One of the two big news items these days from the realm of computing is quantum computers (the other is artificial intelligence). Recently, IBM published a paper in which it claimed to have demonstrated that a quantum computer could solve a useful problem that today’s conventional computers can’t, a result merited by concerns that their computations might become too unreliable when they also become complicated.
What are qubits?
Quantum computers use qubits as their basic units of information. A qubit can be a particle – like an electron; a collection of particles; or a quantum system engineered to behave like a particle. Particles can do funky things that large objects – like the semiconductors of classical computers – can’t because they are guided by the rules of quantum physics. These rules allow each qubit to have the values ‘on’ and ‘off’ at the same time, for example.
The premise of quantum computing is that information can be ‘encoded’ in some property of the particle, like an electron’s spin, and then processed using these peculiar abilities. As a result, quantum computers are expected to perform complicated calculations that are out of reach of the best supercomputers today.
Other forms of quantum computing use other units of information. For example, linear optical quantum computing (LOQC) uses photons, the particles of light, as qubits. Just like different pieces of information can be combined and processed by encoding them on electrons and then having the electrons interact in different ways, LOQC offers to use optical equipment – like mirrors, lenses, splitters, waveplates, etc. – with photons to process information.
In fact, any particle that can be controlled and manipulated using quantum-mechanical phenomena should, on paper, be usable as an information unit in a quantum computer.
What are phonons?
This is why physicists are wondering if they can use phonons as well. Photons are packets of light energy; similarly, phonons are packets of vibrational energy. So the question is: can we build a quantum computer whose information unit is, colloquially speaking, sound?

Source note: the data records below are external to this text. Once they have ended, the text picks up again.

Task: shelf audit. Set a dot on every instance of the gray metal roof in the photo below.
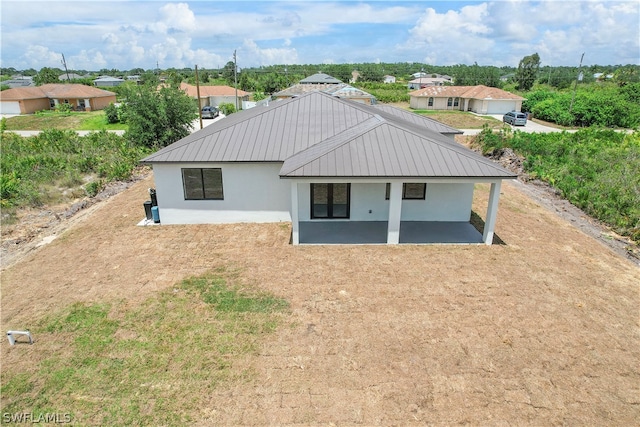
(321, 135)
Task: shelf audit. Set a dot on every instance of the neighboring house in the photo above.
(421, 82)
(108, 81)
(479, 99)
(340, 171)
(69, 76)
(320, 78)
(19, 81)
(215, 95)
(340, 90)
(27, 100)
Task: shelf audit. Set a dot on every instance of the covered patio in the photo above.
(375, 232)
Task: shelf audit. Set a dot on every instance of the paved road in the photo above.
(529, 127)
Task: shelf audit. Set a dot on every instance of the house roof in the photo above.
(192, 90)
(341, 90)
(318, 135)
(320, 78)
(476, 92)
(54, 91)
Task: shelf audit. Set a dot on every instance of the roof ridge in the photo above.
(330, 144)
(456, 147)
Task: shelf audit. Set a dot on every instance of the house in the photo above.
(19, 81)
(421, 82)
(70, 76)
(215, 95)
(479, 99)
(108, 81)
(339, 171)
(27, 100)
(340, 90)
(320, 78)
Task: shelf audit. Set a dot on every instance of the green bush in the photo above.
(597, 170)
(57, 158)
(227, 108)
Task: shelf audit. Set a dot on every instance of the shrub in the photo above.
(227, 108)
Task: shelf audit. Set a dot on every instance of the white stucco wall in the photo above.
(443, 202)
(253, 192)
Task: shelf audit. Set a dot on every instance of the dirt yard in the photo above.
(542, 330)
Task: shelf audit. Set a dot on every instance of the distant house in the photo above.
(27, 100)
(341, 90)
(19, 81)
(319, 78)
(420, 82)
(479, 99)
(215, 95)
(69, 76)
(107, 81)
(339, 171)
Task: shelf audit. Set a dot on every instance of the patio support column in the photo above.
(395, 211)
(492, 213)
(295, 221)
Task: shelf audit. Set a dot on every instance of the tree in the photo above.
(157, 115)
(47, 75)
(527, 71)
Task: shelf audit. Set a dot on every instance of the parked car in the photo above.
(515, 118)
(210, 112)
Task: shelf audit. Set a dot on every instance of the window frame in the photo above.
(218, 189)
(404, 191)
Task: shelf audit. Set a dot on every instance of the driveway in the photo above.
(531, 127)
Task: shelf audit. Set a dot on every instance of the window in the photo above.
(410, 191)
(330, 201)
(202, 184)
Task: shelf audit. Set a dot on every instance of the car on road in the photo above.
(515, 118)
(210, 112)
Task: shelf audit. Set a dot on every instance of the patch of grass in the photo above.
(93, 120)
(461, 119)
(152, 364)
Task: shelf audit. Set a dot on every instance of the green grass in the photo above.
(152, 364)
(597, 170)
(93, 120)
(59, 164)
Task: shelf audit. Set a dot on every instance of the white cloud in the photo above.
(251, 53)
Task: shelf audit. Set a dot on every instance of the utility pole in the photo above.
(235, 77)
(198, 95)
(575, 87)
(64, 62)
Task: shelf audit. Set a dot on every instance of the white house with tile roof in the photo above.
(328, 166)
(479, 99)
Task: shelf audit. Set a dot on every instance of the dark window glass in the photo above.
(202, 184)
(330, 200)
(410, 191)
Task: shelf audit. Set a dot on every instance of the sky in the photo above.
(123, 34)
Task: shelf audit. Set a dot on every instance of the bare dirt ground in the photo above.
(542, 330)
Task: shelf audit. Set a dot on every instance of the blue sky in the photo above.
(125, 34)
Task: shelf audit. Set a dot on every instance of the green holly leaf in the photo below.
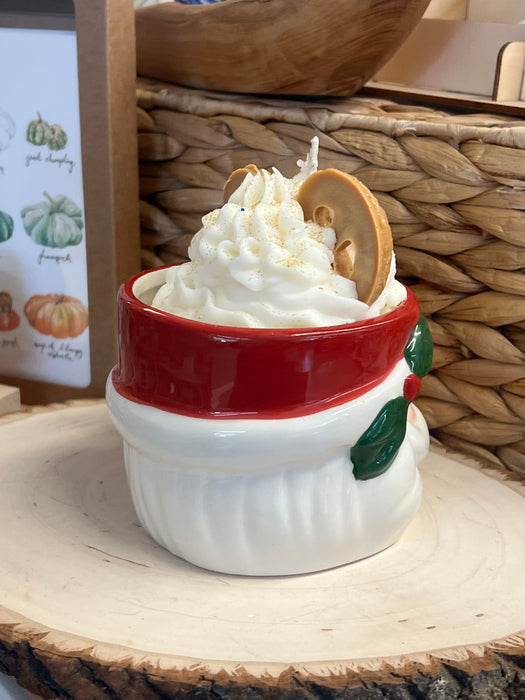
(378, 446)
(419, 348)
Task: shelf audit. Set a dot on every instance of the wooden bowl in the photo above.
(289, 47)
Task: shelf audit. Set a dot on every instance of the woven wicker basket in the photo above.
(453, 188)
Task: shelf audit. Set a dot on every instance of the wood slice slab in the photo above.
(91, 607)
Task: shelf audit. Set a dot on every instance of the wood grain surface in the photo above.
(91, 607)
(290, 47)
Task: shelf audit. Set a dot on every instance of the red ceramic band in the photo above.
(210, 371)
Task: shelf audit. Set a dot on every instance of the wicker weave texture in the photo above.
(453, 188)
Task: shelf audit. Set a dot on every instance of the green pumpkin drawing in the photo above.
(55, 223)
(41, 133)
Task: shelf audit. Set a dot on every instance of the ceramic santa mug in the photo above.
(269, 451)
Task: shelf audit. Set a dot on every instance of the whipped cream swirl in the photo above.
(257, 263)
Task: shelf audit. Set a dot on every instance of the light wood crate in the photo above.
(453, 188)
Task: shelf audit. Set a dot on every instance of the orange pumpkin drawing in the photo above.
(57, 315)
(9, 319)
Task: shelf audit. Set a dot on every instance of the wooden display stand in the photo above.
(91, 607)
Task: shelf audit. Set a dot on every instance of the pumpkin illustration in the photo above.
(57, 315)
(55, 222)
(56, 137)
(7, 129)
(9, 319)
(7, 226)
(36, 132)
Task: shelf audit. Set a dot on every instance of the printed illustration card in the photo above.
(44, 311)
(69, 205)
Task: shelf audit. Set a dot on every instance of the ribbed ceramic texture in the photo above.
(283, 522)
(453, 188)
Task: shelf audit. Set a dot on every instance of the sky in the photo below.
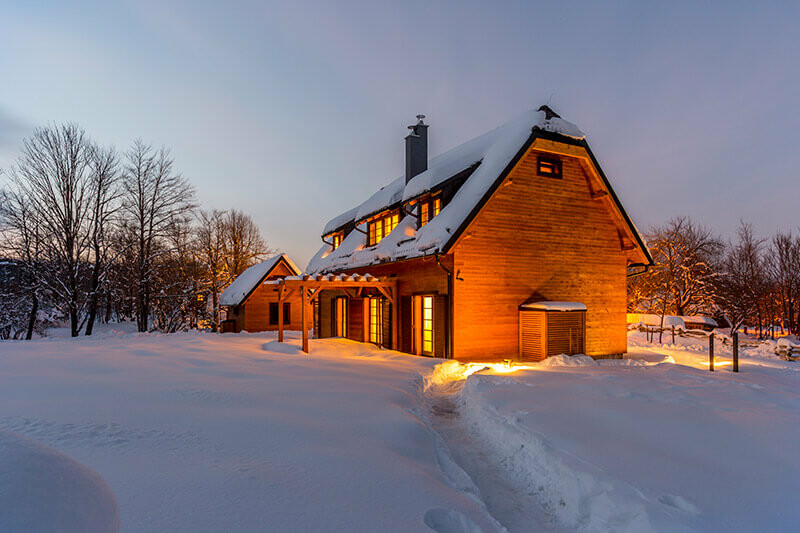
(296, 111)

According to a paper published in Science this month, it should be possible.
The problem is that researchers can manipulate electrons using electric currents, magnetic fields, etc., and they can manipulate photons with mirrors, lenses, etc. – but what can they manipulate phonons with? To this end, in the new study, researchers from the University of Chicago have reported developing an acoustic beam-splitter.
What is a beam-splitter?
Beam-splitters are used widely in optics research. Imagine a torchlight shining light along a straight line. This is basically a stream of photons. When a beam-splitter is placed in the light’s path, it will split the beam into two: i.e. it will reflect 50% of the photons to one side and let the other 50% pass straight through.
While it seems simple, the working of a beam-splitter actually draws on quantum physics. If you shine a million photons at it, it will create two beams, each of 500,000 photons. We can then reflect these two beams to intersect each other, creating an interference pattern (recall Young’s double-slit experiment). But researchers have found that an interference pattern appears even when they shine photons at the beam-splitter one by one. What are the photons interfering with? The answer is themselves.
This is because a) particles can also behave like waves, and b) until an observation is made, a quantum system exists in a superposition of all its possible states (like a qubit being partly ‘on’ and partly ‘off’ at the same time). So when the single wave interacts with the beam-splitter, it enters a superposition of the two possible outcomes – reflected and transmitted. When these states recombine, an interference pattern shows up.
What did the new study do?
In the new study, the researchers developed an acoustic beam-splitter – a tiny device resembling a comb, with 16 metal bars jutting out of it. It was placed in the middle of a 2-mm-long channel of lithium niobate. Each end of the channel had a superconducting qubit – a qubit whose circuit components were superconducting – that could both emit and detect individual phonons. The whole setup was maintained at an ultra-low temperature.
If these phonons were converted to sound, their frequency would be too high for humans to hear. Each phonon in the study represented, according to the paper, the “collective” vibration of around one quadrillion atoms.
The team found that these phonons interacted with the comb just like photons interact with an optical beam-splitter. When a phonon was emitted from the left side of the channel, it was reflected half of the time and transmitted to the right side the other half. When phonons were emitted simultaneously from the left and the right sides, they both ended up on one side (as expected).
A phonon-based computer...?
“The basic science question is whether phonons … actually behave the way quantum mechanics says they should,” Andrew Cleland, a physicist at the Pritzker School of Molecular Engineering and a member of the study team, told Physics magazine. His team’s tests proved that they do.
But it’s still a long way from here to a functional quantum computer that uses phonons as units of information. As University of Nottingham physicist Andrew Armour put it more broadly to Science News: “What you’re doing is extending the [quantum] toolbox… People will build on it, and it will keep going, and there’s no sign of it stopping any time soon.”